Together, these two parameters let you express things like "restart nodes one zone at a time, with at most two nodes restarting concurrently within a zone" without any custom orchestration logic.
Resumability
Any long-running operation across a large cluster will eventually be interrupted (e.g. a node becomes unreachable, an SSH connection times out, the engineer running the job closes their terminal). Before SCP, this interruption would mean starting over, or worse, manually reconstructing which nodes had already been touched and writing a one-off script to handle the remainder.

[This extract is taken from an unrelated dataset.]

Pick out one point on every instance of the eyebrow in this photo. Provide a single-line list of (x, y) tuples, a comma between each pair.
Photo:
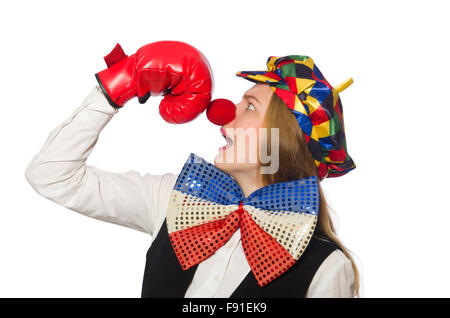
[(248, 96)]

SCP tracks the state of every job in its own SQLite database, including which tasks have completed on which nodes, which are in progress, and which have failed. When a job is interrupted and resumed, it’s able to pick up from exactly where it left off. Completed tasks are not re-run, and tasks that were mid-execution when the interruption occurred are attempted again.
While we considered more complex state backends, the operational simplicity of a file-based database that lives alongside the binary won out. There's no external dependency to manage, the job state survives the process and restarts on its own, and the files themselves are small enough to inspect by hand when something goes wrong. Plus, we can always move to a distributed system down the road if we need it.
Error Classification
Not all errors are equal. Ideally, a task that fails due to a transient network timeout should be reattempted, while a task that detects data corruption or an unsafe cluster state should stop immediately and notify a human.
SCP distinguishes between recoverable and unrecoverable errors. Recoverable errors trigger the retry logic configured for that task in the workflow YAML. Unrecoverable errors halt the job immediately and fire a webhook notification to a designated ops channel in Discord, tagging the operator who invoked the job.
Getting this classification right is one of the trickier parts of writing a new task. Your natural instinct might be to mark everything as recoverable and let the auto-retries handle it, but a retry loop on a genuinely broken state can cause real harm. Task authors need to understand exactly what different failure modes mean for their specific operation.
Webhook notifications turned out to matter more than we initially expected. It turns out that running a two-hour rolling restart across a 30-node cluster while trusting the system to ping you if something goes wrong, is a wildly different experience than babysitting a terminal for two hours.